Konur Unyelioglu goes deep into Kalman filters:
In simple terms, a Kalman filter is a theoretical model to predict the state of a dynamic system under measurement noise. Originally developed in the 1960s, the Kalman filter has found applications in many different fields of technology including vehicle guidance and control, signal processing, transportation, analysis of economic data, and human health state monitoring, to name a few (see the Kalman filter Wikipedia page for a detailed discussion). A particular application area for the Kalman filter is signal estimation as part of time series analysis. Apache Spark provides a great framework to facilitate time series stream processing. As such, it would be useful to discuss how the Kalman filter can be combined with Apache Spark.

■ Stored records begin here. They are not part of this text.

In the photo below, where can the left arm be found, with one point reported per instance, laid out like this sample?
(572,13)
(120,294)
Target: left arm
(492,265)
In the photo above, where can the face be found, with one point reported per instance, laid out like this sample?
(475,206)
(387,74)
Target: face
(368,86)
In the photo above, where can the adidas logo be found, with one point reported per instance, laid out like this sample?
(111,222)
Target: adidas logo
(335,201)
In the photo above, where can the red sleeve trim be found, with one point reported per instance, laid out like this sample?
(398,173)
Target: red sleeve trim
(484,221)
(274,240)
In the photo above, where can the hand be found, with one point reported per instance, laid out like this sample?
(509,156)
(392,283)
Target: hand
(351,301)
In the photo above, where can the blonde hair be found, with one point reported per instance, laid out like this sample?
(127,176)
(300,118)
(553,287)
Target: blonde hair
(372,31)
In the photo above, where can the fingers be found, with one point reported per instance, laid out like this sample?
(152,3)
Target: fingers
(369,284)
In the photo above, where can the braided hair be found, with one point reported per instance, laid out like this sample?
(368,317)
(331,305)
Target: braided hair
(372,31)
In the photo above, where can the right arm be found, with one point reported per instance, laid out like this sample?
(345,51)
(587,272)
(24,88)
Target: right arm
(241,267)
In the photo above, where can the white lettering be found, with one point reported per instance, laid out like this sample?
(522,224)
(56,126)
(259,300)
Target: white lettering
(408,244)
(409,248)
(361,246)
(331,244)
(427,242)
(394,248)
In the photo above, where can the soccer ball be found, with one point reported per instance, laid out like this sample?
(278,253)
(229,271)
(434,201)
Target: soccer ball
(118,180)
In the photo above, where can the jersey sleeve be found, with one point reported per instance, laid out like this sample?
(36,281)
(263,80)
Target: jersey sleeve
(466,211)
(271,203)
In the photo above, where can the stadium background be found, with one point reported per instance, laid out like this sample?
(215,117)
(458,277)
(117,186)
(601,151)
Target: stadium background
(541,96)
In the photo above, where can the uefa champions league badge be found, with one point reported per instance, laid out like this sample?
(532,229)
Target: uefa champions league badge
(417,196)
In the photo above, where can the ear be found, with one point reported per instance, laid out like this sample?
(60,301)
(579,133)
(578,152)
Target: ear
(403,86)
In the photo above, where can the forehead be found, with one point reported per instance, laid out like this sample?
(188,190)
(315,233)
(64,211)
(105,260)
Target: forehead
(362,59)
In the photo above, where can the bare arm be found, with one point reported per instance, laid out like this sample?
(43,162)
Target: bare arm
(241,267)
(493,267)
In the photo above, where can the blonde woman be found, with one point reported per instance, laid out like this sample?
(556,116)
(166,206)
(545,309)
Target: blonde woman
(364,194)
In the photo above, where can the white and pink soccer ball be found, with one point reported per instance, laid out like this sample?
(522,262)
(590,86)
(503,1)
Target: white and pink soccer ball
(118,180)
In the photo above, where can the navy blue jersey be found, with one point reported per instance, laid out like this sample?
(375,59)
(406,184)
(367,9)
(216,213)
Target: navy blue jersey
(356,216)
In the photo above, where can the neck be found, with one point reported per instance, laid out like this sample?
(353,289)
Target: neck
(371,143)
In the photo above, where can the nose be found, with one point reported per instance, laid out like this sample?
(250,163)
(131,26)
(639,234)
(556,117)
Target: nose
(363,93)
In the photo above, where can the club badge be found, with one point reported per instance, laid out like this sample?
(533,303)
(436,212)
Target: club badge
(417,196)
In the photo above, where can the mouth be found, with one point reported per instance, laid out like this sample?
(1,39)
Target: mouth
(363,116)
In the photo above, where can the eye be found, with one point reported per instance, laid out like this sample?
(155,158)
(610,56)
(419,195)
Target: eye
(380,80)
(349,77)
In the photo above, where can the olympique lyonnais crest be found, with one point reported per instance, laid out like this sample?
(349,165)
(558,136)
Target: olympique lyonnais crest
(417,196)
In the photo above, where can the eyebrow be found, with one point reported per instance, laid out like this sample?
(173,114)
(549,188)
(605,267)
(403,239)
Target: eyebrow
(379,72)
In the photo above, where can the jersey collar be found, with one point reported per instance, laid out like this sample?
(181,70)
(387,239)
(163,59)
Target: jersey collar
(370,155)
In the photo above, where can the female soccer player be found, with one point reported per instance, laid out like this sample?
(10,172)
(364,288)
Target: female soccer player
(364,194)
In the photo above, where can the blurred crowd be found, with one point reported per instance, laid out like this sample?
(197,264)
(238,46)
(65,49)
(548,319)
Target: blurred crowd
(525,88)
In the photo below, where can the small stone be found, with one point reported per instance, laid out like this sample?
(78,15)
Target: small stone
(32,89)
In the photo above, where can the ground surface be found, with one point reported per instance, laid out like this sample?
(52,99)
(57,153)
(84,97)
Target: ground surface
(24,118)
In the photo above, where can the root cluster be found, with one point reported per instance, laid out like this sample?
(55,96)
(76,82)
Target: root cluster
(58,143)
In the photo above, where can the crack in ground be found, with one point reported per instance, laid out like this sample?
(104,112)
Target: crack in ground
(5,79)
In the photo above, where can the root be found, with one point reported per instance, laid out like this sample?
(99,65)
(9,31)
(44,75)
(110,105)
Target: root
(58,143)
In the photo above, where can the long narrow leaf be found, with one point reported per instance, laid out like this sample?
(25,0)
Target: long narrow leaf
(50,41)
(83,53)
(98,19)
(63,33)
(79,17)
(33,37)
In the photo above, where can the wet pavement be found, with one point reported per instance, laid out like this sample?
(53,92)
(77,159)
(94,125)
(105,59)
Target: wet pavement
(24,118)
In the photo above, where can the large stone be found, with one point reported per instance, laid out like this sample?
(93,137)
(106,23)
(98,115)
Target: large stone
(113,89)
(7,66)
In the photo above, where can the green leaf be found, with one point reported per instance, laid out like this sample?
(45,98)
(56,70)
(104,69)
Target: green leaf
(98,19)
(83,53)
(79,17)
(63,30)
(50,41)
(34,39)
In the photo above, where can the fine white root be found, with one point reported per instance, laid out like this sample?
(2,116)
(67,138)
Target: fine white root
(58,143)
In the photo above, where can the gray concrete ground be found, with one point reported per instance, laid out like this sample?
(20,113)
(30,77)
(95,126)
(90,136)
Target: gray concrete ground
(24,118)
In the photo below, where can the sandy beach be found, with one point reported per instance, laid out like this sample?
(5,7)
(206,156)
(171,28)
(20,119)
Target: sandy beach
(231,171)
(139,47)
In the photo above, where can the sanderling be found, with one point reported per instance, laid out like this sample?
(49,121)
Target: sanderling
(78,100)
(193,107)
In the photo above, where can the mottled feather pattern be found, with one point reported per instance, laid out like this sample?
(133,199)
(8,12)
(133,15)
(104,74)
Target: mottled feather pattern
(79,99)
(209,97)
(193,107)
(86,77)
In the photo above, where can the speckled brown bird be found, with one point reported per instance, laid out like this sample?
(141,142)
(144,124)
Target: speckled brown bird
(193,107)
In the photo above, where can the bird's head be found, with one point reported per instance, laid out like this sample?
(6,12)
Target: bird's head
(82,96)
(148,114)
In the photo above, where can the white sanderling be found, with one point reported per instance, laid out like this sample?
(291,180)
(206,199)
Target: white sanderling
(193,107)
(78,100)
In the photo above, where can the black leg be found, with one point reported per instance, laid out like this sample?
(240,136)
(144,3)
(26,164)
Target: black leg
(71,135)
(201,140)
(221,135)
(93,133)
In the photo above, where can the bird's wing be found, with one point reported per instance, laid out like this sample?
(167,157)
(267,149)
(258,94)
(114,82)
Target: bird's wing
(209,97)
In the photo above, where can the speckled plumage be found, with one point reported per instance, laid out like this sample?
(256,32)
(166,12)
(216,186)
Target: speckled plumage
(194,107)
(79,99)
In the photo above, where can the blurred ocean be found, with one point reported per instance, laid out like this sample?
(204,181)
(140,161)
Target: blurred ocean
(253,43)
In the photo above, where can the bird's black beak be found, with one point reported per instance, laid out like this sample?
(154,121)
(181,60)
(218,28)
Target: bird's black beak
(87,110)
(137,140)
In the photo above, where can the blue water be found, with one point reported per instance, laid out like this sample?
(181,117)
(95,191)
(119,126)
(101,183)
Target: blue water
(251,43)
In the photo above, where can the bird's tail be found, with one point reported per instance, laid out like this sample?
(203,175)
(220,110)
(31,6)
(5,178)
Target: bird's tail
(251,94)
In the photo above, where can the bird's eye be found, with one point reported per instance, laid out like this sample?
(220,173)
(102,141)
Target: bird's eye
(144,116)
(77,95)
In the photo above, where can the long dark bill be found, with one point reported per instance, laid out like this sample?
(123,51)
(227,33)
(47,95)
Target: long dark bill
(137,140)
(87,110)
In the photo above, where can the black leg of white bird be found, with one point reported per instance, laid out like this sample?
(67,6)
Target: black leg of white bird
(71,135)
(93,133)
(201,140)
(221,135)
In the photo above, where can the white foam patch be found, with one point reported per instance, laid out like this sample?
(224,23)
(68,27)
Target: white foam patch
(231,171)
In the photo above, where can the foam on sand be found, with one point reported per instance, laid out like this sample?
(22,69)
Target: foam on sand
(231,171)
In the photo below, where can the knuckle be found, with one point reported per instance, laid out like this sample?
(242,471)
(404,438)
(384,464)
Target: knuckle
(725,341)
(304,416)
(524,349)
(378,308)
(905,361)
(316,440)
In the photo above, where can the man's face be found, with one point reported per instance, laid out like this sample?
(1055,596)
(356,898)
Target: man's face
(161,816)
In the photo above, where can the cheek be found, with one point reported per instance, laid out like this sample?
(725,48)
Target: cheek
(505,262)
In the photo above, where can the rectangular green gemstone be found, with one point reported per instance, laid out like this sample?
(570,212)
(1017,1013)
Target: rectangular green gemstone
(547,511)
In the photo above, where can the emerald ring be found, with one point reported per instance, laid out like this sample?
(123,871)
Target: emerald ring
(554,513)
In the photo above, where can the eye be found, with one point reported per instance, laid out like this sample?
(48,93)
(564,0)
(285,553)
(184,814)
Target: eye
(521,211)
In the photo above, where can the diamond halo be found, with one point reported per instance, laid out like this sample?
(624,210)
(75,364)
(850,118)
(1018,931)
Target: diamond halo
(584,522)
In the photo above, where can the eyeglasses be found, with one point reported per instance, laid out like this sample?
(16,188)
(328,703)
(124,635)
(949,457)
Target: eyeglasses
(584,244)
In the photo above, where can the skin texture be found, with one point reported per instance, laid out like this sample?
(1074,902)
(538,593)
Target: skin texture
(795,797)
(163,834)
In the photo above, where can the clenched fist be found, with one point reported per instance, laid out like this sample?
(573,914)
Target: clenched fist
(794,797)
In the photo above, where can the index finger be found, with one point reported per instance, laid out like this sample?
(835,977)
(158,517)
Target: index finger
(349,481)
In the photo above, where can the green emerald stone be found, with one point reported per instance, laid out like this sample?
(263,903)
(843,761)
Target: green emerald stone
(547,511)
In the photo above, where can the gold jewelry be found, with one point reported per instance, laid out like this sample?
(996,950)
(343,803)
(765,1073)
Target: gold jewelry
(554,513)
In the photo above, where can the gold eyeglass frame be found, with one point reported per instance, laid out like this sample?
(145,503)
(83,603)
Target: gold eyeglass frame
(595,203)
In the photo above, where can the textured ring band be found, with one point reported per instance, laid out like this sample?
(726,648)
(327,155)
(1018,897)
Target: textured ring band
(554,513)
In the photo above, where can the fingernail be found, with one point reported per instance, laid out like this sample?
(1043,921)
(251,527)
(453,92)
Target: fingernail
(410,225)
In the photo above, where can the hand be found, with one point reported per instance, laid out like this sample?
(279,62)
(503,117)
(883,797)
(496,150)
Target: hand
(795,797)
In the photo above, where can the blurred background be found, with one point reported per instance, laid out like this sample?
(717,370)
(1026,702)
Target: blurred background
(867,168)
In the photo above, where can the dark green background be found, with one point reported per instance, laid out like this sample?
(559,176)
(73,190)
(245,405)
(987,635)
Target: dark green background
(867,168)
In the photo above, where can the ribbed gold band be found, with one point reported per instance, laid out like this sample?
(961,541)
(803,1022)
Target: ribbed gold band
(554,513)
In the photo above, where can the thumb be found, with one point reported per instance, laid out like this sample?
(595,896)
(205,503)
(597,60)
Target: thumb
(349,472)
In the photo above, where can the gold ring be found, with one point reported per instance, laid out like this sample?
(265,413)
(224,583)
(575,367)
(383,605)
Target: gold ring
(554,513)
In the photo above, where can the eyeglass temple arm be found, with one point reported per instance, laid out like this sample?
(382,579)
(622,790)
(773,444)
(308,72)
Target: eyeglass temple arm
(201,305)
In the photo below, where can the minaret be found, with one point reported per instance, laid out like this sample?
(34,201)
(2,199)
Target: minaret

In this article, we will implement a Kalman filter for a simple dynamic model using the Apache Spark Structured Streaming engine and an Apache Kafka data source. We will use Apache Spark version 2.3.1 (latest, as of writing this article), Java version 1.8, and Kafka version 2.0.0. The article is organized as follows: the next section gives an overview of the dynamic model and the corresponding Kalman filter; the following section will discuss the application architecture and the corresponding deployment model, and in that section we will also review the Java code comprising different modules of the application; then, we will show graphically how the Kalman filter performs by comparing the predicted variables to measured variables under random measurement noise; we’ll wrap up the article by giving concluding remarks.
This is going on my “reread carefully” list; it’s very interesting and goes deep into the topic.